Playing DVDs In Windows Media Player
You may have thought that there would be some major troubleshooting involved when you put a DVD in your computer, and it did not automatically play. Windows Media Player does not initially have the ability to play DVDs in Windows XP, Windows Vista Home Basic, Windows Vista Business, or Windows Vista Enterprise.
Windows 7, Windows Vista Home Premium or Windows Vista Ultimate all come with a version of Windows Media Player that is capable of playing DVDs. However, there is an easy solution to getting Windows Media Player to play DVDs if you have one of the previously mentioned versions of Windows . There are two requirements to get DVDs to play on your computer using Windows Media Player.
Checking Your Hardware
First, you must have a DVD- capable drive installed in your computer. There are two ways to verify that you have a DVD compatible drive. Most drives have the DVD logo on the drive door which you can visually verify. You can also check in the Windows device manager. To do so:
- Click on the Start menu and then select Run.

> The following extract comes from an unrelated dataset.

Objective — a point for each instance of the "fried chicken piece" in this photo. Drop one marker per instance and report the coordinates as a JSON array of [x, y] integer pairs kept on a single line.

- In the Open: text box type devmgmt.msc and hit enter or click OK.
The device manager should display. In the Device Manager, click the plus next to DVD/CD-ROM Drives to expand the selection. This list will contain all of the optical drives you have installed, and you will see DVD or DVD+-RW in the name of the drive.
Adding a DVD Decoder
Next, you must install a DVD decoder. Even though DVDs can store 4.7 gigabytes, the data of a full-length uncompressed movie would not fit. So, the Moving Pictures Experts Group(MPEG) came up with a compression scheme called MPEG-2 that allows the compressing of moving pictures and associated audio at broadcast quality. MPEG-2 allows a full length feature film and audio to be stored on a DVD.
There are two types of DVD Decoders: hardware and software. Hardware DVD decoders are for older computers with processors slower than a 500Mhz Pentium II. Hardware decoders offload the process of decoding the DVD from the CPU, freeing it up to handle other tasks. Modern computers have CPUs fast enough to handle decoding DVDs while completing other tasks simultaneously. To help this process, Microsoft introduced Directx Video Acceleration(DXVA) which allows software video decoders to take advantage of the hardware acceleration found in most newer graphics cards thus saving valuable CPU processing power.

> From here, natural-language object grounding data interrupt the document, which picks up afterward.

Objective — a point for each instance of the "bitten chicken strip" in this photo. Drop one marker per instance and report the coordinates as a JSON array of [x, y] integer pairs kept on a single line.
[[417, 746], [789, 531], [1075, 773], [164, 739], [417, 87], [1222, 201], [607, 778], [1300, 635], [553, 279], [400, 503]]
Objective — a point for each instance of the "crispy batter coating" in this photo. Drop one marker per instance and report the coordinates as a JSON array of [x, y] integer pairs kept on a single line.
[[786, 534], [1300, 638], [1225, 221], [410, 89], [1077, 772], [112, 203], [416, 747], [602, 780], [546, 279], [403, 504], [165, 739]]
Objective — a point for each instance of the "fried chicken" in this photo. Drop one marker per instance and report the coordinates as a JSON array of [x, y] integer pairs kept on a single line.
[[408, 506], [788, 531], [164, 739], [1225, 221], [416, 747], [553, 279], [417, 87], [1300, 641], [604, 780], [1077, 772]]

There are many MPEG-2 decoders available. Cyberlink, DScaler5, InterVideo, MainConcept and NVIDIA PureVideo are just a few which range from $15.00 to $50.00. Purchasing and installing one of these decoders would enable Windows Media Player to play DVDs, however, there is also a free alternative: the K-lite Codec Pack. The K-Lite Codec pack comes in 5 variations: Basic, Standard, Full, Mega, Corporate, and 64-bit. The Standard edition of the K-lite Codec Pack will enable you to view DVDs in Windows Media Player. You can download the K-Lite Codec Pack Standard edition here. Once installed, reboot your computer and Windows Media Player will now be able to play your DVDs.